Mercearia vende de tudo, vive cheia e é um belo clássico guardado no Santo Amaro
Laranja, de portas de ferro e lotada de fregueses. Um entra e sai de gente para pedir ou pagar o copo de cachaça já consumido direto para o ‘seo’ Ramos. Há 40 anos, na esquina das ruas Engenheiro Américo Baís e Raniere Mazili, na região do bairro Santo Amaro, a mercearia que leva o sobrenome da família, Ramos, vende de tudo, desde o pão, até a pinga.
O lugar deve ter um tamanho razoável, mas fica pequeno com tanta coisa. As paredes são forradas de cachaças, o balcão de madeira deixa visível em cima e nas prateleiras a variedade até desconexa de produtos. Bolacha de maisena, do lado de acetona, que por sua vez faz companhia ao miojo, erva de tereré, materiais para consertos elétricos e um cordão de chinelos que decora a mercearia de um lado a outro.

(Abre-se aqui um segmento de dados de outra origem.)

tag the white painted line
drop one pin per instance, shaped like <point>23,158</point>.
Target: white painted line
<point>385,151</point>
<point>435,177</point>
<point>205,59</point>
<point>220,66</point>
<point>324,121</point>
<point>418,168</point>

“Aqui tem de tudo um pouco. A gente tenta pelo menos, essa semana faltou duas vezes. Quando falta eu anoto para comprar”, explica o dono, Joamir Rodrigues Ramos, de 65 anos. O que estava em falta nos últimos dias era feijoada, que agora comprada volta à prateleira por R$ 7,20.

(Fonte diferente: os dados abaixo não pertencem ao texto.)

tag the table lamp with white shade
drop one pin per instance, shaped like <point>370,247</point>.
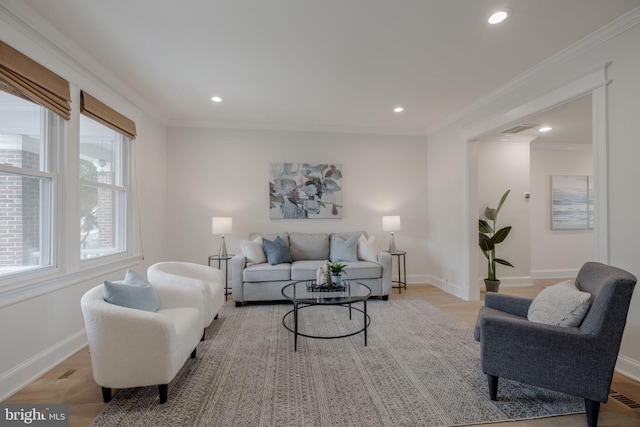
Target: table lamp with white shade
<point>391,224</point>
<point>221,225</point>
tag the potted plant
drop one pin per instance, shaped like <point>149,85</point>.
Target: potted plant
<point>337,270</point>
<point>489,237</point>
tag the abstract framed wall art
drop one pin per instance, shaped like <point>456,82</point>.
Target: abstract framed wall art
<point>305,190</point>
<point>571,202</point>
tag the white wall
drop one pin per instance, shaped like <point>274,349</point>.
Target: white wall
<point>225,173</point>
<point>447,153</point>
<point>556,253</point>
<point>504,166</point>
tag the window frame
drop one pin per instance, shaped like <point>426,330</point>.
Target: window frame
<point>52,130</point>
<point>122,195</point>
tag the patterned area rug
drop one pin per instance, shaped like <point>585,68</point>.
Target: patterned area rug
<point>420,367</point>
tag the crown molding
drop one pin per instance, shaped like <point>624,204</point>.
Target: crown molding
<point>566,146</point>
<point>609,31</point>
<point>293,128</point>
<point>66,55</point>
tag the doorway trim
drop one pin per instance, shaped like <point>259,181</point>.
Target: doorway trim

Os preços estão nas etiquetas, mas por estarem mesmo. Porque pelo seo Ramos, nem precisava, os valores estão todos na memória. A mercearia era do avô, que passou para o pai de Joamir e nos últimos nove anos, ficou para o último dos Ramos que tem a raiz de comerciante. Desde então, é ele quem toca o lugar sozinho. Quer dizer, só entre aspas, porque não tem horário que não tenha freguês para comprar pão, café ou tomar uma pinguinha.

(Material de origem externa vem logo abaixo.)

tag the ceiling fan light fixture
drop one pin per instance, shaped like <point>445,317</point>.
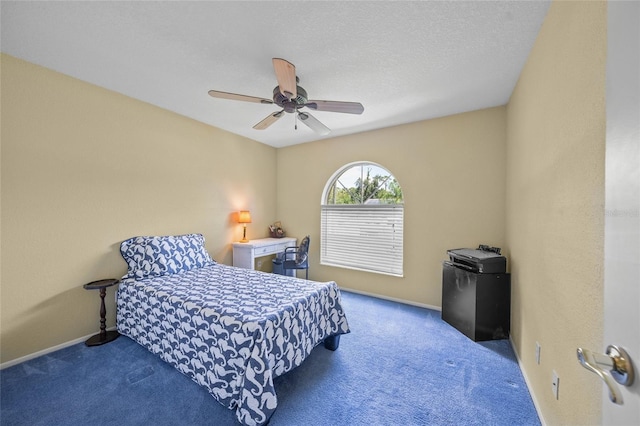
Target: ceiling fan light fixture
<point>291,98</point>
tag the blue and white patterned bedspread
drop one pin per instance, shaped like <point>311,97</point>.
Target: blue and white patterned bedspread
<point>231,330</point>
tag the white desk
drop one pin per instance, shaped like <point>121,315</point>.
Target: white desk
<point>244,254</point>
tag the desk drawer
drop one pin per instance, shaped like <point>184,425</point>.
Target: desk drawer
<point>263,251</point>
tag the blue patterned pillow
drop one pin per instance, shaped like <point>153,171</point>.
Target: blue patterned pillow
<point>153,256</point>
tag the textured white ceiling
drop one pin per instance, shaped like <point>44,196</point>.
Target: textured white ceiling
<point>404,61</point>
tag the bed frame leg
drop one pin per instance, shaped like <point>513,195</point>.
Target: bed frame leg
<point>332,342</point>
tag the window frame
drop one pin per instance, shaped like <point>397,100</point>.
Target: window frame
<point>382,257</point>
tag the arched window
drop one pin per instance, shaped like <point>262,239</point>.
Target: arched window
<point>362,217</point>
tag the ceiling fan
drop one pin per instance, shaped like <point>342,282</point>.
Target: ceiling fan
<point>292,98</point>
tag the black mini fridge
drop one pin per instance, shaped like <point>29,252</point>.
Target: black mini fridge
<point>476,294</point>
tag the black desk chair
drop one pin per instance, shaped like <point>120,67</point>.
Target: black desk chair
<point>297,257</point>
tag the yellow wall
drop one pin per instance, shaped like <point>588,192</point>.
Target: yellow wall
<point>84,168</point>
<point>555,207</point>
<point>452,174</point>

“Te agrada passar o dia aqui, tem sempre alguém para conversar com a gente. E se estiver perturbando, eu já mando ficar para lá”, avisa. “Em quase 40 anos aqui, nunca saiu uma briga de faca, revólver. Nem polícia vem aqui, é todo mundo conhecido, aposentado”, explica.
E dentro do contexto das brigas, Joamir toma todo cuidado na hora de se precaver. Os machados, as enxadas e até um carrinho de pedreiro tinham mais saída quando eram expostos. Os produtos também são vendidos na mercearia, mas do balcão para trás. “Em briga, cada um podia pegar um machado. Aí não dava”. Por segurança dos próprios clientes, Ramos agora esconde as ferramentas. A medida refletiu e o machado que custa R$ 38 já está encostado há meses. “É que antes, como ficava lá fora, as pessoas viam”, argumenta.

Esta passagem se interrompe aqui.